A falta de preocupação de Kenshiro sobre seu falecido pai surpreendeu a todos. Reiji sentou-se à mesa e levou alguns segundos para responder.

— Iremos encontrá-lo no caminho. Mas temo que ele não irá conosco... Ele agora está recém-casado, e logo será pai.

— O que?!

— Por que está surpreso? — zombou Erina, com um sorriso sarcástico. — Você sabe que ele sempre foi popular com as garotas, diferente de você...

— Parece que em sua busca por respostas, acabou encontrando outra coisa... — disse Kenshiro, ignorando o comentário de Erina.

Após algumas risadas, Kaji interveio:

— Seria bom se pudéssemos levar algum herói conosco. Agora que perdemos o “Herói Espadachim.”

Um pequeno momento de silêncio surgiu, com todos refletindo sobre as palavras de Kaji. Então Reiji pulou de sua cadeira, assustando todos, e com um grito correu para o segundo andar. Não demorou muito para retornar com um mapa, estendendo-o sobre a mesa e fazendo algumas anotações rápidas com um lápis.

O mapa era muito detalhado, representando o grande continente, mesmo não sendo perfeitamente exato.

— Mestre... você está bem?

—Kaji! VOCÊ UM GÊNIO!

— Eu sou? — perguntou Kaji, inclinando a cabeça para o lado, incerto.

— Podemos nos encontrar com algum Herói no caminho!

Reiji estava tão empolgado que seus olhos arregalados quase saltavam das órbitas, o que era um pouco assustador.

— “Ragnar, o Rugido do Leão”, “Ocelot, o Velocista.” Eles não são apenas lendas regionais? — questionou Erina, com um tom de dúvida.

— Não, Erina. O Império se esforçou muito para diminuí-los, assim os cidadãos acreditariam apenas nos heróis imperiais. Por isso, hoje, eles são considerados lendas e contos... — respondeu Reiji, convicto.
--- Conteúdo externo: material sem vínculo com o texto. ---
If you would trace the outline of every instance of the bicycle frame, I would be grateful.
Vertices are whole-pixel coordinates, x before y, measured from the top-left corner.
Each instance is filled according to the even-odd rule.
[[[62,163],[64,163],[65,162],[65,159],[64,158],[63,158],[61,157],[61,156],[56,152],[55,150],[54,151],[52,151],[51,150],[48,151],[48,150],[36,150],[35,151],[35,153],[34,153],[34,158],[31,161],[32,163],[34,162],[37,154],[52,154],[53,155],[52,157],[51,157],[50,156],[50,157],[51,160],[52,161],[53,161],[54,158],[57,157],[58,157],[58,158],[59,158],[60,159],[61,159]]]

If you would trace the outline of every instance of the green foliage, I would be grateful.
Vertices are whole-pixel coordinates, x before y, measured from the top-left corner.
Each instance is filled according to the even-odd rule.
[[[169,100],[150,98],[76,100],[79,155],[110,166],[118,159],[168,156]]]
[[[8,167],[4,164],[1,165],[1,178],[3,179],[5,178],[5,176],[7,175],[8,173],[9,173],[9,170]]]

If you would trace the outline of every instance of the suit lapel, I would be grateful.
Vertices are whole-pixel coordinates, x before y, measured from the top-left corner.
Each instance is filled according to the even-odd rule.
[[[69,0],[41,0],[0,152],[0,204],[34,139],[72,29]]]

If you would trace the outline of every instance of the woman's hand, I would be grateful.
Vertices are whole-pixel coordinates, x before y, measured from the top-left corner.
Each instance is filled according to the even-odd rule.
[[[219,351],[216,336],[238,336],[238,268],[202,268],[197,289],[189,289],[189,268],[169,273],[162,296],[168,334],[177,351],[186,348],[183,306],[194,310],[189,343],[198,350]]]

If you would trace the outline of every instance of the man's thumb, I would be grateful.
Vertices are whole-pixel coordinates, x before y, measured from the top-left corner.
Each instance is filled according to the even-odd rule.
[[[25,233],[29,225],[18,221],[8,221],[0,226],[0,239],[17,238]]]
— Mesmo assim... devem ser muito velhos! Isso se não tiverem morrido... — disse Kaji, um pouco hesitante.

— Francamente, Kaji — retrucou Reiji. — De todos aqui, você é o único que não poderia pensar assim! Você tem uma idade milenar e continua aqui entre nós!

— Isso é magia! Para vocês humanos, a data de validade é próxima dos 60 anos!

— E você acha que esses Heróis não têm nada de mágico?

Todos olharam para Reiji, confusos. Ele falava com tanta convicção que fez todos pensarem mais a fundo.

— Cada um deles aprendeu alguma habilidade especial ligada à alma... Uma técnica de juventude eterna e prolongamento da vida, para que pudessem combater seus inimigos sempre em seus ápices.

— Mas parece que não fizeram nada contra os Remanescentes... — comentou Kenshiro, com um toque de ceticismo.

— Heróis não se metem em políticas! Eles enfrentam monstros, mortos-vivos, dragões... Todos os seres que vocês podem imaginar! Inclusive...

Assim, Reiji se viu obrigado a contar, detalhadamente, sobre cada Herói que conhecia. Apesar de Kenshiro e Erina não estarem muito inclinados a ouvir, deixaram-no falar, contagiados pela sua empolgação cômica.

Kaji, por sua vez, ficou um pouco emocionado, lembrando-se de quando Reiji havia contado aquelas histórias pela primeira vez para Ren, seu filho adotivo.